Piao Hong déposa délicatement Qing Luan au sol, sentant son visage glacé. Étaient-ce des larmes ? Depuis combien de temps n'avait-elle pas pleuré ? Depuis le jour de sa formation d'assassin, les larmes et la faiblesse ne lui appartenaient plus, pas même la vie. C'était cette femme qui avait réchauffé son cœur longtemps glacé. C'était elle qui lui avait fait comprendre qu'elle n'était plus seule !
Il sanglota : « Je sais, je l'ai toujours su. C'était mon propre choix de rester à tes côtés. Ne parle pas, je vais t'emmener chez un médecin ! »
« Ne sois pas naïf, il n'y a plus personne au monde qui puisse me sauver. Tu doutes de mes compétences médicales ? Après ma mort, tu dois renvoyer mon corps, sinon j'ai bien peur qu'il ne revienne pas sur sa parole. Si tu ne m'écoutes pas, je ne te considérerai plus comme mon frère ! » Qingluan savait que son point faible était lui, elle n'eut donc d'autre choix que de le menacer.

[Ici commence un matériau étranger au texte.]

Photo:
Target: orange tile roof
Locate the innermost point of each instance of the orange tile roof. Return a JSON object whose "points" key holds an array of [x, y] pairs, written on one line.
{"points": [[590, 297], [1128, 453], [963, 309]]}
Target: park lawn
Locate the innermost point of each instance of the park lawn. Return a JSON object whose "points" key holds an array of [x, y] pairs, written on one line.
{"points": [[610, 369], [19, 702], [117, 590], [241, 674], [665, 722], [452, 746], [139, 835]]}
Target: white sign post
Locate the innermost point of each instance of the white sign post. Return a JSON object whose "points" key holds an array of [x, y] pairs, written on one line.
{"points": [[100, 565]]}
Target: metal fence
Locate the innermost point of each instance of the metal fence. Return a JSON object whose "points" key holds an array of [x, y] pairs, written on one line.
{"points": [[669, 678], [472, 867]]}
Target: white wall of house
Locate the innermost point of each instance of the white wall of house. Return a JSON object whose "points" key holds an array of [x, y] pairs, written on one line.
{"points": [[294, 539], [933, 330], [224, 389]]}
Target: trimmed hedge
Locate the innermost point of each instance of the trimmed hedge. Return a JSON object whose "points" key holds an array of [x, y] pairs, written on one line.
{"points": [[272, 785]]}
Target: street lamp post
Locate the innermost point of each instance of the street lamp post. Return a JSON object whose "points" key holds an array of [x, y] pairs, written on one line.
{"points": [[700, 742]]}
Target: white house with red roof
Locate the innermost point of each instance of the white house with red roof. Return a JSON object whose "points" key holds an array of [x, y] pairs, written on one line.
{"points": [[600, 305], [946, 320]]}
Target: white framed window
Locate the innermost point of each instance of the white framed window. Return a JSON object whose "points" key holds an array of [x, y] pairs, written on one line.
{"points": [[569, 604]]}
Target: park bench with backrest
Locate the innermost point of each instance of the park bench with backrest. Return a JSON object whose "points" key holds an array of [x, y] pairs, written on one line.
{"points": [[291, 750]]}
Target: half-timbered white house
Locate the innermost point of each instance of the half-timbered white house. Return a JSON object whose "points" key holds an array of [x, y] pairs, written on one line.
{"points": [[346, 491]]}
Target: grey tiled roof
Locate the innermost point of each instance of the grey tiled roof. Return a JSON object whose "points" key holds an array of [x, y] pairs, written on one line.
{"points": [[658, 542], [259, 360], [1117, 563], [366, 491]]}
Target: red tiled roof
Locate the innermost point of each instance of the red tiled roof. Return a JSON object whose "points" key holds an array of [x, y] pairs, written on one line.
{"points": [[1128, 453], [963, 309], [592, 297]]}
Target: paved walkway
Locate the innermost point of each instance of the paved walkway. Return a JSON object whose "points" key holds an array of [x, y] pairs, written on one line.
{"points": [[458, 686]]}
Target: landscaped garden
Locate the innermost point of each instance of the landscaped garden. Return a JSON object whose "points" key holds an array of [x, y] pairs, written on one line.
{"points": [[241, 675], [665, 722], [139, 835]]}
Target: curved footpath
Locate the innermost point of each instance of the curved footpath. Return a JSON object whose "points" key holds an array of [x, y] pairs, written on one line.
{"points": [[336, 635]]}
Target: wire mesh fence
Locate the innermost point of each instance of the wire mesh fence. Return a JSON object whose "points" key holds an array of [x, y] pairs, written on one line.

Piao Hong hocha la tête avec difficulté, les yeux rivés avidement sur Qing Luan, comme si elle allait disparaître en un clin d'œil.
Des souvenirs ont défilé dans l'esprit de Qingluan, ces moments touchants, tendres, tristes et douloureux… tous réduits en poussière et emportés par le vent.
Si la vie n'était belle qu'à notre première rencontre, pourquoi le vent d'automne apporterait-il la tristesse à l'éventail peint
? Le cœur d'un être cher change si facilement, et pourtant, on dit que c'est lui qui est inconstant.
Si c'est le cas, pourquoi nous sommes-nous rencontrés ? Si c'est le cas, pourquoi sommes-nous tombés amoureux ? Si tout pouvait remonter au début, à notre première rencontre, aurais-je encore fait étalage de mon talent ? Mon cœur aurait-il vibré pour cette chanson, « Le Phénix cherche sa compagne » ? Hélas, rien ne sera plus jamais comme avant !
Qingluan sentit son corps se refroidir de plus en plus, son visage rose, semblable à du jade, se flouta peu à peu, et son corps s'éleva légèrement, sans savoir où aller.
Un cri déchirant retentit : « Qingluan, Qingluan, ne me quitte pas ! Je ne veux plus être seul et triste, ne me quitte pas… »
Quelques pétales roses retombèrent doucement, se posant sporadiquement sur Qingluan. Qingluan vit Piaohong la serrer fort dans ses bras, sanglotant à chaudes larmes, tandis que ses propres yeux restaient fermés et que son visage pâlissait peu à peu.